Clay County Fair continues planning despite an increase in the county’s COVID-19 numbers

Local News

While the population of Spencer, Iowa is around 11 thousand people, the Clay County fair brings about 300 thousand people.

SPENCER, Iowa (KCAU) – Agriculture is a big part of the summer fair season, but this week both the Iowa State Fair and the Plymouth County Fair announced they will not be opening this year because of COVID-19 concerns and many other Siouxland fairs have yet to decide their fates.

While the population of Spencer, Iowa is around 11,000 people, the Clay County Fair brings about 300,000 people to the area.

That’s a great economic boom for the community, but with COVID-19, locals said they have mixed feelings about this year.

“The Clay County Fair, it’s amazing. It brings in 300,000 people every year which is great, but during a time of a national pandemic, it’s just not the best time, I think, to be bringing in that many people to such a small community,” said Amanda Green, Clay County Fair volunteer.

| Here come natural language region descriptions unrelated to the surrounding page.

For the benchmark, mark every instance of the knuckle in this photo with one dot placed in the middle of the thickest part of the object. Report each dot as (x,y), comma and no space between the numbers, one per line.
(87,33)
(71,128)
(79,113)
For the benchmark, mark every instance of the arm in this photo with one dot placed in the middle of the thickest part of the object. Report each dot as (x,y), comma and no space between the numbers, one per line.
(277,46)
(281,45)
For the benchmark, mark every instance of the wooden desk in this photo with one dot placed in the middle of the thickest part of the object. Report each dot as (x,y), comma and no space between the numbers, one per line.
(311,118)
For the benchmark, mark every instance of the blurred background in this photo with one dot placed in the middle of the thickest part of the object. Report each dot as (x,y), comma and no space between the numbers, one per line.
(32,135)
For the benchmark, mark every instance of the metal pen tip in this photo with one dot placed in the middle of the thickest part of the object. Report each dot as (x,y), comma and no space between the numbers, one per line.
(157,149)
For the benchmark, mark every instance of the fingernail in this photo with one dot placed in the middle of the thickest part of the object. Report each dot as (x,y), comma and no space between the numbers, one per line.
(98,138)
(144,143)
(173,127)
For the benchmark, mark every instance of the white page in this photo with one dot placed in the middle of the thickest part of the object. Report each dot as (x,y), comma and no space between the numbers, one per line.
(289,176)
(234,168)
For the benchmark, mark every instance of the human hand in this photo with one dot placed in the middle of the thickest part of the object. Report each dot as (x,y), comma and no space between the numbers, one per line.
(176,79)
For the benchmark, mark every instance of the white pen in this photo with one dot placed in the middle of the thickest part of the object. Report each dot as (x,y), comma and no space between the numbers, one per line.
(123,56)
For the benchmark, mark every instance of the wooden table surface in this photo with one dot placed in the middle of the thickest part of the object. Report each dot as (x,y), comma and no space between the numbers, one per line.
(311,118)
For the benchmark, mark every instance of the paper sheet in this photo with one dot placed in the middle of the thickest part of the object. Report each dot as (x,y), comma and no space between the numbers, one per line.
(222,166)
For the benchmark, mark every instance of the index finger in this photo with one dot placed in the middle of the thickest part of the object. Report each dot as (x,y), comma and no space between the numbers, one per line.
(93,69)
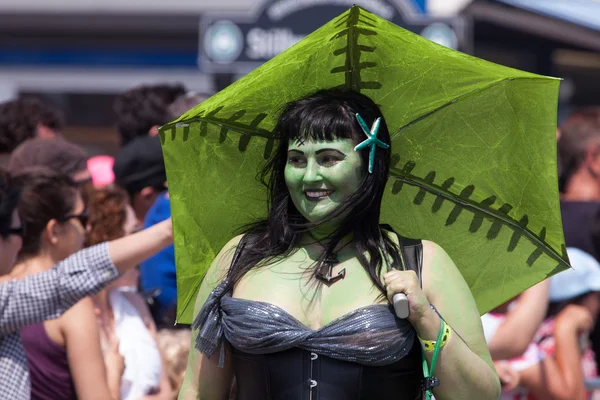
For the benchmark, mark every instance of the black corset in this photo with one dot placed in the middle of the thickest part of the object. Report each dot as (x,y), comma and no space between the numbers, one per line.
(297,374)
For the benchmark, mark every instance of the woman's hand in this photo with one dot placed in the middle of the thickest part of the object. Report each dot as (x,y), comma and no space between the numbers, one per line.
(421,316)
(575,317)
(509,378)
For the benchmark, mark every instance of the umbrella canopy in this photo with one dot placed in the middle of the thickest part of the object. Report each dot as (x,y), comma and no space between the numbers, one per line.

Green said though she loves attending and volunteering for the Clay County Fair, this year she has already decided she will not be participating.

“This is just very unusual times and it’s just time to make those considerations and try to make exceptions that are difficult to make but still try to be mindful of everybody,” added Green.

“It’s a very difficult challenge to try to put on a fair in this COVID-19 world, I guess I’ll call it. You have to balance, obviously, fairgoers’ safety. You have to balance the safety of all of your volunteers and staff members and people that really put the fair on and, then on top of that, you take all of the moving parts of the fair,” said Jeremy Parsons, CEO of the Clay County Fair.

Parsons said he continues to keep an eye on the number of COVID-19 cases in the community.

“We are a few weeks away from needing to make that decision. Right now, we are planning full-speed ahead, but also looking at ways to incorporate all the different COVID-19 health measures,” said Parsons.

Parsons isn’t the only one keeping an eye on the numbers. With millions of dollars at risk, the fair’s 9-day run can make or break a business budget.

“It does play a pretty good role as a boost to early September revenue, especially with being closed in April, which most of downtown was for the entire month. It would be nice to see that revenue, but again, our safety is really, really concerning,” said Kevin Rohan, owner of Game State in Spencer, Iowa.

“We have the art barn out there. It’s a little area for a few of our artists to sell some of their goods, do demonstrations on what they do, and how they do it. It’s important just to get that message out that these artists are here. They’re working hard,” said Ryan Odor, executive director of Arts on Grand.

For now, the picture isn’t clear whether the gates will swing open for the fair’s 104th edition.

Parsons said it seems about half of the community is expressing reservations, while the other half said for the local economy and for people’s enjoyment, it needs to happen.